Penampilan Wafiq yang juga digadang menjadi panutan muslimah muda bercadar menonjolkan kehidupannya yang islami nan syar’i. Dalam akun instagramnya, Wafiq kerapkali membubuhi konten konten tentang ajaran formal keagamaan yang tak begitu rumit, yaitu tentang perihal moral khususnya terkait dengan aurat perempuan dalam etika Islam dalam kehidupan sehari-hari tentunya dengan tampilan foto yang menawan dan artistik.
Hal ini memang menjadi ciri khas otoritas baru (pendakwah baru) yang menghadirkan model dakwah baru dalam dinamika dakwah Islam di Indonesia. Narasi dakwah yang dibuat dekat dengan kehidupan sehari-hari, dengan membubuhkan dalil dalil keagamaan dalam menunjang aktivitas kesehariannya. Alih-alih berdakwah dengan cara ceramah dan literatif yang dianggap membosankan oleh kalangan muda, otoritas baru keagamaan baru ini hadir lewat penggambaran subjek yang sempurna.
“Muslimah masa kini harus mempunyai komitmen yang kuat terhadap syariat Islam. Sehingga apapun yang dilakukan muslimah tidak menyimpang dari aturan Allah Swt.” Begitu tulisnya dalam salah satu akun Instagram dengan menampilkan foto Wafiq yang sedang berpose menggunakan setelan baju syar’i dilengkapi dengan cadar yang menutupi sebagian wajahnya.
Narasi tentang perempuan bercadar dalam wacana keindonesiaan kerapkali terpinggirkan. Muslimah bercadar dianggap merepresentasikan pandangan ideologi keagamaan konservatif yang mengancam persatuan bangsa karena keinginannya menerapkan kehidupan Islam yang kaffah dengan mendirikan negara khilafah. Selain itu stigma muslimah bercadar yang dikaitkan dengan aksi terorisme dan kekerasan juga masih menjadi pandangan umum masyarakat kita.
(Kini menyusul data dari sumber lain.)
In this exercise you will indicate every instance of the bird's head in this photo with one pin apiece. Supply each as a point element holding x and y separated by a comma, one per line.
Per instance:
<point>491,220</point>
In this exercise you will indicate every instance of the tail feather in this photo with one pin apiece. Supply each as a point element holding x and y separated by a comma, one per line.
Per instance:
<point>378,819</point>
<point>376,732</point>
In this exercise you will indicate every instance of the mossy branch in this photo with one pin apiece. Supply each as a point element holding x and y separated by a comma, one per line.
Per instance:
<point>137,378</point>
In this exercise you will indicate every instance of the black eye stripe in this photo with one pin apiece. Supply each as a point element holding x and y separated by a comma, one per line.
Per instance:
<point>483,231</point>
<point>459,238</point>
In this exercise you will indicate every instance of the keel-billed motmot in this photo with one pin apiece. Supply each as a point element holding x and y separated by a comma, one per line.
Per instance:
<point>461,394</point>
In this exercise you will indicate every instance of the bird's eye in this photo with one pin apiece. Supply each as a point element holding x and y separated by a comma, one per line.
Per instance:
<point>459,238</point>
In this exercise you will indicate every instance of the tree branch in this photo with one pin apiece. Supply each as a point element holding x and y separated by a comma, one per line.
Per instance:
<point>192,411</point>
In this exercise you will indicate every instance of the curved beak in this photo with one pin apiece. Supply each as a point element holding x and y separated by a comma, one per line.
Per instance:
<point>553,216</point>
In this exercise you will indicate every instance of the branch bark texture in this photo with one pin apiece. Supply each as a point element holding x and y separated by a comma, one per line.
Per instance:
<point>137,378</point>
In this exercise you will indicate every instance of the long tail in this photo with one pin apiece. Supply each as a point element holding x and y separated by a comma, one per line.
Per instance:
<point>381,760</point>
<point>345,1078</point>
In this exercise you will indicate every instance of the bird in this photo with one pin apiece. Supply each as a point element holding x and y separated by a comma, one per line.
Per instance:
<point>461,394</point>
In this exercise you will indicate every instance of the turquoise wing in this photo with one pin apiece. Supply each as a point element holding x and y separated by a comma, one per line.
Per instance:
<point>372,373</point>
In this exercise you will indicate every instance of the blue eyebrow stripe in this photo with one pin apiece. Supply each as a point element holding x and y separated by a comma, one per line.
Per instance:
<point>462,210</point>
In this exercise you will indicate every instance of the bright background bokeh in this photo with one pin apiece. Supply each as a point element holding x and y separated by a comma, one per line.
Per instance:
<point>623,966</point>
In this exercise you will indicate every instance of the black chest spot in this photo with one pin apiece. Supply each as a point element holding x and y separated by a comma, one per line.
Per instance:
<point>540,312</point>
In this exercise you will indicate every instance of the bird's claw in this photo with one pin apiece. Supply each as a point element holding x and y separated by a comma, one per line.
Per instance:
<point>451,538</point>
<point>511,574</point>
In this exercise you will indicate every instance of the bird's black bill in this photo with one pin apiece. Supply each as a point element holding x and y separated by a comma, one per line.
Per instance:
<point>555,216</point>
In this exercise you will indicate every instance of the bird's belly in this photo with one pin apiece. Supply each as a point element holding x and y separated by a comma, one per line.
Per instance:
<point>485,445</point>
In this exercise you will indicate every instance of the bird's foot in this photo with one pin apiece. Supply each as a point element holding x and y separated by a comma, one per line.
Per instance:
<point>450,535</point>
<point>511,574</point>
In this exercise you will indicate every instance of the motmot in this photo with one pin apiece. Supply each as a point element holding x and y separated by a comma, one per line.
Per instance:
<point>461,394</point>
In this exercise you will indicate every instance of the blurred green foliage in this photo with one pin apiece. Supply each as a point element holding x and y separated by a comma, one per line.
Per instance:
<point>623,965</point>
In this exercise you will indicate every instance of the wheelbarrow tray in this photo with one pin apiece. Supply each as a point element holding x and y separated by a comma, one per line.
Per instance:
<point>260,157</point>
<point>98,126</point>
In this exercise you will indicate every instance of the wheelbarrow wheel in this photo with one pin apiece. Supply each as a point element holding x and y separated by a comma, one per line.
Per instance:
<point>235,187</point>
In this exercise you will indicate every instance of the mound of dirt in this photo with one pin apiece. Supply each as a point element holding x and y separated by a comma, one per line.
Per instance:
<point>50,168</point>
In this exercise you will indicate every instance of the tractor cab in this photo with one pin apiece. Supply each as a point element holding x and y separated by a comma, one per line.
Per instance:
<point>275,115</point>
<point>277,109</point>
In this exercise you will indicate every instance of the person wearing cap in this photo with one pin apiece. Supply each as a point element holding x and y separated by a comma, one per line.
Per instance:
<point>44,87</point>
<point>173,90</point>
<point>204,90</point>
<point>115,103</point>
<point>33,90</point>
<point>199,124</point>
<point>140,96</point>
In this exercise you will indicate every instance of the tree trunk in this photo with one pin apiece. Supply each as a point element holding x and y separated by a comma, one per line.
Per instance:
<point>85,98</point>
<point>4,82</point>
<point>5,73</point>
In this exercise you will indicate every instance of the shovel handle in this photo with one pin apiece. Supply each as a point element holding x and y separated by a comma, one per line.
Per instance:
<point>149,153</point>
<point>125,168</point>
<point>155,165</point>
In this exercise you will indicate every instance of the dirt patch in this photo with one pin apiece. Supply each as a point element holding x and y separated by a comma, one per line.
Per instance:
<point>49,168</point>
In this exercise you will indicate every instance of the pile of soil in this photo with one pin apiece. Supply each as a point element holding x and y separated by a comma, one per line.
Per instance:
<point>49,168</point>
Busana yang mereka pakai tidak hanya merepresentasikan keimanan namun juga dianggap merepresentasikan ideologi tertentu yang membahayakan demokrasi dan negara modern kesatuan Republik Indonesia.
Namun penelitian yang dilakukan Siti Ruhaini Dzuhayatin menunjukkan hasil yang berbeda tentang bagaimana muslimah bercadar di Indonesia bernegosiasi mengenai keislaman mereka dan hubungannya dengan negara yang mayoritas beragama Islam.
Penerapan sistem pemerintahan berdasarkan khilafah Islam sebagai tujuan dari politik Islam hanya diterima oleh 52% muslimah bercadar yang mana angkanya jauh lebih sedikit dibandingkan ekspektasi masyarakat umum. Sedangkan pandangan nasionalisme yang dinilai dari kebanggan mereka terhadap negara dan bangsa Indonesia menunjukkan bahwa 20% muslimah bercadar mengatakan kekecewaannya dan tidak bangga dengan Indonesia. Artinya 80% dari jumlah keseluruhan muslimah bercadar di Indonesia menyatakan kebanggaannya menjadi warga negara Indonesia.
Wafiq Malik adalah salah satu representasi dari suara Muslimah bercadar Indonesia yang turut membangun interpretasi bahwa keagamaan dan kebangsaan tidak selalu dihadap-hadapkan. Meskipun dalam kesehariannya nilai-nilai keislaman kaffah selalu dimunculkan untuk khalayak, namun konsep tentang persatuan negara bangsa tetap menjadi prioritas yang menjadi bagian penting dalam perjalanannya sebagai muslimah yang taat. Seperti yang ia tuliskan dalam salah satu konten di instagram di hari Kemerdekaan Republik Indonesia beberapa saat lalu, bahwa “Agama, suku dan ras kita mungkin berbeda. Tapi kita disatukan oleh Tanah Air, bangsa dan Bahasa yang sama yaitu Indonesia”.
Suara Alternatif
Peran muslimah Indonesia dalam mengawal persatuan bangsa tercatat bahkan dari sebelum kemerdekaan Republik Indonesia. Hal ini ditunjukkan oleh beberapa tokoh muslimah maupun organisasi-organisasi perempuan berbasis keagamaan yang turut serta membangun konsep kebangsaan yang menjadi dasar gerakan dan aktivismenya baik di bidang pendidikan, keagamaan, isu-isu perempuan seperti Muslimat NU, Fatayat NU, Nasyiatul Aisyiyah, Rahma El-Yunusiyah dll. Bahkan belakangan partisipasi perempuan muslim dalam merespon dan juga memberikan suara alternatif tentang fenomena sosial keagamaan dan kebangsaan semakin mendapat tempat di masyarakat luas.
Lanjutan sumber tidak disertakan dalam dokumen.